Intervention de Josette Durrieu

Commission des affaires étrangères, de la défense et des forces armées — Réunion du 30 mars 2016 à 9h35
Turquie — Audition de Mme Dorothée Schmid chercheur à l'institut français des relations internationales - ifri et de M. Didier Billion directeur adjoint de l'institut de relations internationales et stratégiques

Photo de Josette DurrieuJosette Durrieu :

Je crois bien connaître la Turquie, pour avoir suivi ce pays pour le Conseil de l'Europe pendant cinq ans et m'être rendue en Turquie à de nombreuses reprises depuis 2002, et je ne suis pas d'accord avec l'analyse développée sur plusieurs points.

Est-il difficile d'obtenir de l'information en Turquie ? Non. Je suis rentrée dans toutes les prisons, j'ai vu tous les généraux, j'ai vu les journalistes. J'ai pu rencontrer le chef d'état-major des armées turc. La seule chose que je n'ai pas réussi à faire, c'est aller voir Ocalan sur son île.

Il y a une forte culture démocratique dans le pays, une culture de la laïcité, et un respect de l'Etat. Pour cette raison, je crois que les Turcs n'accepteront jamais un régime présidentiel. Le peuple n'en veut pas et Erdogan s'en est rendu compte.

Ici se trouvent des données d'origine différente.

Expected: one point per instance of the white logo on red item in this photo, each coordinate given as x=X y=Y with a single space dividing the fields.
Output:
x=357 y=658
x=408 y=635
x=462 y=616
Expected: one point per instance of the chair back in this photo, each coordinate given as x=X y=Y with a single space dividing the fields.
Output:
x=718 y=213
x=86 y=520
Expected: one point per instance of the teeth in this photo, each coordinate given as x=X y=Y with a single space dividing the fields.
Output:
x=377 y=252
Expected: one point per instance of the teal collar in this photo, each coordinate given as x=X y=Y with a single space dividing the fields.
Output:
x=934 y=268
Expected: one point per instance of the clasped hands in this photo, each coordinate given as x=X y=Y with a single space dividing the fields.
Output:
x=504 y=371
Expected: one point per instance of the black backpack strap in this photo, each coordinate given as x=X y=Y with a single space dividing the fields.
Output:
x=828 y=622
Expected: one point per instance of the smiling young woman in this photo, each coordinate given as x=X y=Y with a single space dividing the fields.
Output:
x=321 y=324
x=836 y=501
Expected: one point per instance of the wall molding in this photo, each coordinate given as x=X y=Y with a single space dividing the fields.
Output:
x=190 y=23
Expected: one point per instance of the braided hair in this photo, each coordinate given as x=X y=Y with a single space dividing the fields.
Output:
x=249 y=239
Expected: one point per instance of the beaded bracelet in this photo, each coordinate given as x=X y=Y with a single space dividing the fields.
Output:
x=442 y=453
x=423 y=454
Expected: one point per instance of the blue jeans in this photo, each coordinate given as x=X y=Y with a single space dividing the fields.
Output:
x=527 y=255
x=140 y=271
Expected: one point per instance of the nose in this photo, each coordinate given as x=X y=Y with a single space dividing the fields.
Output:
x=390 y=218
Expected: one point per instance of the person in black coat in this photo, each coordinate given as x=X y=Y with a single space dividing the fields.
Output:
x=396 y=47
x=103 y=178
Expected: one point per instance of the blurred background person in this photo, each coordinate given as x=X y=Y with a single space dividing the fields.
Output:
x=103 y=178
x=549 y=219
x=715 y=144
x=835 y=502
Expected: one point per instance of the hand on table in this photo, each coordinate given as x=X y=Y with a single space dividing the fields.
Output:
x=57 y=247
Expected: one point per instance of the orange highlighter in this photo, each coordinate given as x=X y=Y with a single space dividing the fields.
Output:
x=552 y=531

Vous avez dit à juste titre que l'opposition était faible. Mais il s'opère une diversification politique au détriment des nationalistes. Le paysage politique se compose dans l'ordre d'importance de l'AKP, du CHP des anciens kémalistes, du HDP des Kurdes et, seulement en quatrième position, des nationalistes, qui reculent.

La Turquie reste une puissance majeure. Il faudra considérer qu'elle peut avoir un rôle géopolitique, y compris pour l'Europe.

Vous n'avez pas parlé de la confrérie Gülen. C'est tout de même le premier adversaire de l'AKP, adversaire qui a formé des générations de policiers et de juristes. L'imam Fethullah Gülen vit aux Etats-Unis mais exerce une influence majeure.

En définitive, la société turque me semble être une société en ébullition. Le premier problème de la Turquie, c'est Erdogan. La deuxième question qui se pose, c'est la question kurde. Je crois que les autorités turques ont un temps réellement voulu résoudre le problème kurde. Ils ont réussi sur 80 % des points, mais ont achoppé sur celui de la définition du citoyen : pour le pouvoir, le citoyen est le Turc, pour les Kurdes, c'est le citoyen de Turquie. Le troisième problème, c'est la Russie. La situation est tendue. Certains observateurs observent une stratégie de reconquête de Constantinople par l'Eglise orthodoxe russe. Dans ces conditions, comment mener des négociations ? Concernant les réfugiés, il faut reconnaître que les Turcs ont fait un effort maximum. Les camps de réfugiés sont devenus une vitrine pour Erdogan.